Thursday, May 12, 2005

Breathing

I grew up in a beautiful place. A space that smelled of green and dirt after the rain washed the streets clean and the smog in the air was shoved away to give way for real air, breathable air.

We had very breathable air; in fact, it’s the most breathable air in the Nation, based on some poll somewhere. I long for that air when it’s hot and humid outside and my lungs scream at me because they remember the air that was so clean and full of the green from the trees that surrounded my little universe. Being in the middle of the nation during the summer, though I am grateful for my friends, etc., has proven to be quite the challenge, maybe it just sucks. Maybe it’s not a challenge at all.
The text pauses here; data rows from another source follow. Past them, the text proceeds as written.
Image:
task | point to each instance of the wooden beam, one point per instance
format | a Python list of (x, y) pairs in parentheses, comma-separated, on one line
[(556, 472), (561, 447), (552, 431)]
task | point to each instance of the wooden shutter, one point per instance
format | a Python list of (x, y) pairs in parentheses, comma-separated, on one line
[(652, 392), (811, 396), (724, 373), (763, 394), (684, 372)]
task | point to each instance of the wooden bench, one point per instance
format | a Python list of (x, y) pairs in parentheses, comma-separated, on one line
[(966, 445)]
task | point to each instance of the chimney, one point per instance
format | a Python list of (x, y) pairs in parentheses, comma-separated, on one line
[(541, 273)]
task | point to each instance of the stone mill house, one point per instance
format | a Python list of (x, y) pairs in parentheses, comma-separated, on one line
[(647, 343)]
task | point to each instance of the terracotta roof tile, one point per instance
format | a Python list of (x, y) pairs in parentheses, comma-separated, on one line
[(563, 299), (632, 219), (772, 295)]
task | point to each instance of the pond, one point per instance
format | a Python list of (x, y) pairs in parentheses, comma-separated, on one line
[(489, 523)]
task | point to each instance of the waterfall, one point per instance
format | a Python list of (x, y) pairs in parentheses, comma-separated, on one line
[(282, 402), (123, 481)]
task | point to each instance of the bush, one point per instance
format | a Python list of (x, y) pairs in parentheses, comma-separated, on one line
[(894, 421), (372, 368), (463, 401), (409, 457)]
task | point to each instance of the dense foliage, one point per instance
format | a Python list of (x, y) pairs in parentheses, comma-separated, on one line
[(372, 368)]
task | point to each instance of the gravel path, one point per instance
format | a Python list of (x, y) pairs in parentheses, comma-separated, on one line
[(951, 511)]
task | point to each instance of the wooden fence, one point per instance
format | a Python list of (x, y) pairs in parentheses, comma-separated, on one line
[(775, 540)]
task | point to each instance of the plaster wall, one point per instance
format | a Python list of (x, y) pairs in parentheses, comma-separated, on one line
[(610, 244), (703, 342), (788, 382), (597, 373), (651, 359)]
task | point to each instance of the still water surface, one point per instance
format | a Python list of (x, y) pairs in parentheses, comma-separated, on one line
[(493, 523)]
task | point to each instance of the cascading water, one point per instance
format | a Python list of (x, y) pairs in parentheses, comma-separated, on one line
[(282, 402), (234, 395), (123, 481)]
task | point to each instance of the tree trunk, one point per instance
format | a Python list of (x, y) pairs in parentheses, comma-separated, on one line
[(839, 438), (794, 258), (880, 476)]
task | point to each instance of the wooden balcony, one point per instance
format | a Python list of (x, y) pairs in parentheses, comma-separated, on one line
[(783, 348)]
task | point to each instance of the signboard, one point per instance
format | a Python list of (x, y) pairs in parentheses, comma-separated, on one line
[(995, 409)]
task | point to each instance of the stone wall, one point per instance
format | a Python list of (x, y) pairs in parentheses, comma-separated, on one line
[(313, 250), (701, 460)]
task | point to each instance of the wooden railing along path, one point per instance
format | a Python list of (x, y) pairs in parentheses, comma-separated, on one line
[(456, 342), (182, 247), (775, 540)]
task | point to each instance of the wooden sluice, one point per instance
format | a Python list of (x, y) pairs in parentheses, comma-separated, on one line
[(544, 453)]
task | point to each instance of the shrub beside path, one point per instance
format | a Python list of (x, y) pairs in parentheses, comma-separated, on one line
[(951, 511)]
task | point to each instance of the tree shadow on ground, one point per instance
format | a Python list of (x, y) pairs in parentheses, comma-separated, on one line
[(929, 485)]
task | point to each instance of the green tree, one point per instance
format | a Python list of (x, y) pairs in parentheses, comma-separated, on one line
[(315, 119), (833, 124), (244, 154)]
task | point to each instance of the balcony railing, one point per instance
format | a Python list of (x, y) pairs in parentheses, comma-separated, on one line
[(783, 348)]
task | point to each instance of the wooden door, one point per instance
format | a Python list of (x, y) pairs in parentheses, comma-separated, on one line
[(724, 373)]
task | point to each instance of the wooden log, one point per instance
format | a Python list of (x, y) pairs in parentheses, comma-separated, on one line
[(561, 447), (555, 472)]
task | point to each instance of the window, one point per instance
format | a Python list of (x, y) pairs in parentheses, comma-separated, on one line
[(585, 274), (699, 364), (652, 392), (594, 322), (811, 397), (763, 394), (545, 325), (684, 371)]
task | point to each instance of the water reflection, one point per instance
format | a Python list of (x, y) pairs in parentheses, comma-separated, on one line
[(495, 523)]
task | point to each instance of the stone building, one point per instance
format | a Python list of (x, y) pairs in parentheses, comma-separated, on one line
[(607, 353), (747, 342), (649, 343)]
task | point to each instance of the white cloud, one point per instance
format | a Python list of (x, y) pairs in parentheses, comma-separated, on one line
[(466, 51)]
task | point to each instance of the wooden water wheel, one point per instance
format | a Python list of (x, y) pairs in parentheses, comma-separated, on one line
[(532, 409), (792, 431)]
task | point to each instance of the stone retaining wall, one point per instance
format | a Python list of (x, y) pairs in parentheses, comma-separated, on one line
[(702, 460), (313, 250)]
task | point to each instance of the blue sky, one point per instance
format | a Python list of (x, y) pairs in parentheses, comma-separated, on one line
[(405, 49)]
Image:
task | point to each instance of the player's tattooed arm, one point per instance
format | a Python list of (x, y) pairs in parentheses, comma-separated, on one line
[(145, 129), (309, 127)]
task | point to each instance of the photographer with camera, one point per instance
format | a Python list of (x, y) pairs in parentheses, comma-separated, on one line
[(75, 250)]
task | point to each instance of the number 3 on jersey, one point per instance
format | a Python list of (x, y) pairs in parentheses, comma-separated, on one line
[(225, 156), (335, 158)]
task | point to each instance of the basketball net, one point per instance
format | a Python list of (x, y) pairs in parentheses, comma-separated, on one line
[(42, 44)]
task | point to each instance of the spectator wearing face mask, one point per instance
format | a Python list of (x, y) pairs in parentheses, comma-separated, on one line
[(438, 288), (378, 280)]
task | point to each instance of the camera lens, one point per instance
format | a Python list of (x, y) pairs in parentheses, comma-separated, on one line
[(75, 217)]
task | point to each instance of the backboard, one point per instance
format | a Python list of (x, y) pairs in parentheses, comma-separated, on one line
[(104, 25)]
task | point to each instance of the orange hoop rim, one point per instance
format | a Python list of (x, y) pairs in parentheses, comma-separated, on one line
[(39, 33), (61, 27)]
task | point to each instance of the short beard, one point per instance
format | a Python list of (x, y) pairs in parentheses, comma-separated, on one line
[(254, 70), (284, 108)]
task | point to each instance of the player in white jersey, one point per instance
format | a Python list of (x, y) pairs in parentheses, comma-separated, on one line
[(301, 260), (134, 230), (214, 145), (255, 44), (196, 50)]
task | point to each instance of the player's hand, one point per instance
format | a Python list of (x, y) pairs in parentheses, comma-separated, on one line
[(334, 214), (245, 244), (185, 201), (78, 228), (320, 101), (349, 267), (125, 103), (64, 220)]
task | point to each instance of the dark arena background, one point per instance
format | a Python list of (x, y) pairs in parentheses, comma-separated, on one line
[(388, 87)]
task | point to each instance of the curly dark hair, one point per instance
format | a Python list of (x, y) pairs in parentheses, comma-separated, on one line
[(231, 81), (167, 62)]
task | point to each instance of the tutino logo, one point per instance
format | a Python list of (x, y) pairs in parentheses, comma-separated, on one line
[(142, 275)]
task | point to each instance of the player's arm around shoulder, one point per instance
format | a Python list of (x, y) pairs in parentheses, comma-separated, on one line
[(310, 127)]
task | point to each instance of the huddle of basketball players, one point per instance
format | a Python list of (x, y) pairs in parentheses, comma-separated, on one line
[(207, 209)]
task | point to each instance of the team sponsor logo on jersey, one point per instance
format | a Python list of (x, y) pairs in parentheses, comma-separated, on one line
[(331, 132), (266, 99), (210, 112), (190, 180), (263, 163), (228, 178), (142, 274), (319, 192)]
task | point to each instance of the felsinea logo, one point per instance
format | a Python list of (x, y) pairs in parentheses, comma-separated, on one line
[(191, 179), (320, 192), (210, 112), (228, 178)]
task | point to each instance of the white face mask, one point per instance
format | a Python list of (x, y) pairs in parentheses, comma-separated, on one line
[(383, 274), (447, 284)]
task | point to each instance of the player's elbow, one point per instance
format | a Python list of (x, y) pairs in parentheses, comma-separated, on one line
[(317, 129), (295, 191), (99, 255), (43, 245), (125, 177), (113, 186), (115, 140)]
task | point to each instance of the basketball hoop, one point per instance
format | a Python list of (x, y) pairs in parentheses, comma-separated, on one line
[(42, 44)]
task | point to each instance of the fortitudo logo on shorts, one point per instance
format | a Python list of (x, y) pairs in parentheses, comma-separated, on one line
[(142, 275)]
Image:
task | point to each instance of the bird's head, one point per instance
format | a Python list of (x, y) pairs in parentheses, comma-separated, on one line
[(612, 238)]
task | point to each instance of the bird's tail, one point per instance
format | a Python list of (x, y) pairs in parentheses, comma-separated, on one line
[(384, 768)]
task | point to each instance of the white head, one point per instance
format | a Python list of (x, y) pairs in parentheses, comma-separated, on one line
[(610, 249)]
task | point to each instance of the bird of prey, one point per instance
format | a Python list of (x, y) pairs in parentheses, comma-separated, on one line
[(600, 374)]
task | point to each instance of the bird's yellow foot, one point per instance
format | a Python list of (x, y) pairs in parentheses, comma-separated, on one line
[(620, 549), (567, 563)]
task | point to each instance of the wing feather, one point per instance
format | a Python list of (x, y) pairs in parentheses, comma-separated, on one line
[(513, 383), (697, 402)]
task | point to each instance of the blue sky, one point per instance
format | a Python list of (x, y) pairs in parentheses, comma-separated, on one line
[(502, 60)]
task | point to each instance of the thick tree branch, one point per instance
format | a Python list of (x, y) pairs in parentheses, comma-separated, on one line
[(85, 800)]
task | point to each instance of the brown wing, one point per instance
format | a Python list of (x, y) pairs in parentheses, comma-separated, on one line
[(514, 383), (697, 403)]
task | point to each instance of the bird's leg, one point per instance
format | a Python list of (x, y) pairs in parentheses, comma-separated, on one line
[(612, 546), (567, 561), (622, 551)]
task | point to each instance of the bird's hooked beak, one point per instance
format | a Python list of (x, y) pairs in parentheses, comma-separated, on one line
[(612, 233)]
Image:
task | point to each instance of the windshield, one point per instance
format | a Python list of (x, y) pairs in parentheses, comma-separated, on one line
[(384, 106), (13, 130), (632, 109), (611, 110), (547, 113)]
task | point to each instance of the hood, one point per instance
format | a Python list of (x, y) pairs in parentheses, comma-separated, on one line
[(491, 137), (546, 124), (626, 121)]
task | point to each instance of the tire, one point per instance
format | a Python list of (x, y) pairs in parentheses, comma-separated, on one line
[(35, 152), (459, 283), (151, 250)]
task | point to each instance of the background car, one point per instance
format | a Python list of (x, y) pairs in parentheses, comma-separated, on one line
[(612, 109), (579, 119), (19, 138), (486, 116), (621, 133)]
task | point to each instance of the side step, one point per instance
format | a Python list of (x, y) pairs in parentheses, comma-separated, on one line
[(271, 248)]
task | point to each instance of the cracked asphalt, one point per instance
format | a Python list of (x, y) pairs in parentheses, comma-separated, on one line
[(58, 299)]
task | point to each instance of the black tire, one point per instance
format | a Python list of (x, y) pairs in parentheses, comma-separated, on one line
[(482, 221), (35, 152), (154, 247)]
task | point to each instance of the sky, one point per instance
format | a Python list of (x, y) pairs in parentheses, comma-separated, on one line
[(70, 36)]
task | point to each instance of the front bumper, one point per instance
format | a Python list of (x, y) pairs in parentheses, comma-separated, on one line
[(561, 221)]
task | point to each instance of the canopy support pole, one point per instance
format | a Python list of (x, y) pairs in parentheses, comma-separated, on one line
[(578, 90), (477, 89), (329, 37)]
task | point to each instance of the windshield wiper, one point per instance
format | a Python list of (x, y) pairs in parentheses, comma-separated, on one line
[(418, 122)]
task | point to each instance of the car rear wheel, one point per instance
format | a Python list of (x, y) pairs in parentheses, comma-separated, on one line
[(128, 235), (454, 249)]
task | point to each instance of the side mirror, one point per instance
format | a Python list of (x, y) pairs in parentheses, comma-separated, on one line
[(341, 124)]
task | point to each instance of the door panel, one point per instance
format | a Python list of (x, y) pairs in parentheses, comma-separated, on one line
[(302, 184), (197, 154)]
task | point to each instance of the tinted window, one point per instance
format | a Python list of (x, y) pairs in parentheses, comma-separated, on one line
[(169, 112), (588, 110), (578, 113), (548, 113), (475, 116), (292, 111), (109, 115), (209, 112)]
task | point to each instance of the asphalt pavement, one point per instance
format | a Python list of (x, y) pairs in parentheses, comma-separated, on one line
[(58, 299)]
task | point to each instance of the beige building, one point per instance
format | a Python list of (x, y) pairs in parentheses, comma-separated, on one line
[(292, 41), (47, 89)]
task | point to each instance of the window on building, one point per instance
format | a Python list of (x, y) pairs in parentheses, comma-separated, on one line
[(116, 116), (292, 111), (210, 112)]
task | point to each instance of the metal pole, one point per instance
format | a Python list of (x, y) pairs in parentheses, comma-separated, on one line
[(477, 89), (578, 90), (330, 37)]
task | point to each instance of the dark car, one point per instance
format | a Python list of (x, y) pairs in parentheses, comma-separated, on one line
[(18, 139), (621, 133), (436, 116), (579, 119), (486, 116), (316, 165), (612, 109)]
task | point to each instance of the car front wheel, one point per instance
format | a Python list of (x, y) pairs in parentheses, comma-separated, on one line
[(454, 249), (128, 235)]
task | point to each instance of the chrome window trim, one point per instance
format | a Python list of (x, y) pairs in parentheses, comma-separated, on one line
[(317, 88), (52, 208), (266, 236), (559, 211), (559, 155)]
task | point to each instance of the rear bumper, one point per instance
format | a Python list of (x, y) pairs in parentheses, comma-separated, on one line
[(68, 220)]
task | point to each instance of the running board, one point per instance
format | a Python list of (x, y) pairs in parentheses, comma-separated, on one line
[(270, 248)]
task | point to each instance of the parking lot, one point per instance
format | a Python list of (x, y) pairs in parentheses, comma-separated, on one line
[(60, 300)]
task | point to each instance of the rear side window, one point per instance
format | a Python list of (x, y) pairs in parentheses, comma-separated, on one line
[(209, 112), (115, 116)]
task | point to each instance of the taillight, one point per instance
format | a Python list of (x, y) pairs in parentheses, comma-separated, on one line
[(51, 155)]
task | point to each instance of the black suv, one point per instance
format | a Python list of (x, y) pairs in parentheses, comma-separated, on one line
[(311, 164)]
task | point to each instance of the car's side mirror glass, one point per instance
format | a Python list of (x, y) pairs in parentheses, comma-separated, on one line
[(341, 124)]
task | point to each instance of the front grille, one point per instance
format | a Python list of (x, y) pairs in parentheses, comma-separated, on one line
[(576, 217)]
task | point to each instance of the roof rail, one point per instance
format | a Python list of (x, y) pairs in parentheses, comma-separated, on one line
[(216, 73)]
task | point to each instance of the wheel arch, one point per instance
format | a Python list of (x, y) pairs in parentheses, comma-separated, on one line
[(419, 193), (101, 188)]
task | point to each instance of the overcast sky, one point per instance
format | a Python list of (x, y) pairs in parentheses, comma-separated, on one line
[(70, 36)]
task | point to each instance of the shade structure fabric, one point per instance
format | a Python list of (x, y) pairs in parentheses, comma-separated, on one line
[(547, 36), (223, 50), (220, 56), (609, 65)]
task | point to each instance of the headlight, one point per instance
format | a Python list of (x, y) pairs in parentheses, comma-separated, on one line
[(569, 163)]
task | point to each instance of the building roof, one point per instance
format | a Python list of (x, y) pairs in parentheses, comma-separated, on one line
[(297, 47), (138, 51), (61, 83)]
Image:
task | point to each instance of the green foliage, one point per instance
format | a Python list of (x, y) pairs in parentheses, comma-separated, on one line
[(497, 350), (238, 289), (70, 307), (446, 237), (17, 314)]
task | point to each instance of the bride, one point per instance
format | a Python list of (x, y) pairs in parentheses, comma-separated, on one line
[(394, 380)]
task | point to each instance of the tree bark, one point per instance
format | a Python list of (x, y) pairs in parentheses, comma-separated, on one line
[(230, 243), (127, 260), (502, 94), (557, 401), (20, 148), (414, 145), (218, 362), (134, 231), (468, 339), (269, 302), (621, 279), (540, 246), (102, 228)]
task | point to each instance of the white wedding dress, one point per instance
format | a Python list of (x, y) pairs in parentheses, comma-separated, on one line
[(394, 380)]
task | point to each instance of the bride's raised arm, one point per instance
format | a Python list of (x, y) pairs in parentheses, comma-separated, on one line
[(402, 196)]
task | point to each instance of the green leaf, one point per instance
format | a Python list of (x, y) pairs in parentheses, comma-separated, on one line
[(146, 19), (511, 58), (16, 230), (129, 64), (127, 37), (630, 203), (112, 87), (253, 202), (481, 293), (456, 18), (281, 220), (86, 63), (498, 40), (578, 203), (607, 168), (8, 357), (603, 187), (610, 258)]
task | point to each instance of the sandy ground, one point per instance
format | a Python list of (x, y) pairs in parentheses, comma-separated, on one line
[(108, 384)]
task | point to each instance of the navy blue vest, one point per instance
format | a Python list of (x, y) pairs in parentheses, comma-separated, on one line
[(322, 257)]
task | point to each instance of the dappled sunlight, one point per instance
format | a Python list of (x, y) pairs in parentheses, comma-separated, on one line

Maybe the challenge is to spend the time and money to get away from short stubby bushes they call trees here, and molehills they call mountains, and creeks they call rivers, and ponds they call lakes.

My wandering heart is in need of green majesty as it is every summer I spend away from it. The older I get, the more I find that my body literally aches for the terra of my birth. I look for the smell of water in the clouds here when it’s about to dump buckets of rain on us, my favorite part about the Midwest. Sometimes I’ll smell dirt just to see if I can be satisfied with the treated stuff they call soil. I walk barefoot through parks to feel if there is the “sticky” grass of my youth anywhere in my possible path. It always comes up short.

The long and short of it is, somehow God finds a way to weave the very material of nature into us while he’s weaving everything else that becomes who we are in our mother’s womb. Or maybe it just happened to me. I don’t know.